Yeah, nothing's going to eat that broomweed, except bison or rhinocerous. I'm not gonna go there... :cowboy:
Even if cows graze through it, they'll come up with eye injuries from poking themselves on its stiff stems and branches.
I've dealt with it, too. Broomweed will usually move into an unmaintained pasture around here. The stems are like dowel rods. Right now, I would suggest shredding it short. Then wait a month or two and spray with 2,4-d for winter weeds, because you might get hit by plaintain this winter. Next spring, watch for the young broomweed coming up. Note that young broomweed looks totally different from the mature plant you're seeing now. In its young phase, it's a single vertical stalk coming up, with 2" straight leaves curling out from it. At that point, especially if it's under 6 inches, it's very susceptible to 2,4-d. I'd go pretty heavy at 1.5 to 2 quarts per acre, with a surfactant.

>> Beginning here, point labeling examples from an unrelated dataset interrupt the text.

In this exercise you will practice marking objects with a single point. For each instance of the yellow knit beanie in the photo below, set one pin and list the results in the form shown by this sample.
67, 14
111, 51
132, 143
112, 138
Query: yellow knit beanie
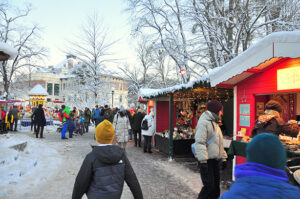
104, 132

You might need to do a second spraying in late May, to get what the first spraying missed. Beyond that, you'll have to just wait for the spring rains, if any, to bring up whatever grass is there. I nailed the broomweed and ragweed this spring, so I'm keeping cows off my pasture this year, letting the native grass thicken out (which it's doing very nicely) and go to seed. Then after it seeds out, I'll cut it down and repeat the spray schedule described above. I'm tentatively planning to start grazing it again next spring around May or June.
Watch that mesquite, it will consume your land. Spray the trunks up about 24" with a 25/75 Remedy/diesel mix and that will kill them. You didn't mention anything about cedar (ashe juniper), an overwhelming problem on much Texas land.
I agree with some others here that you might have been a little premature putting cows on it at this point.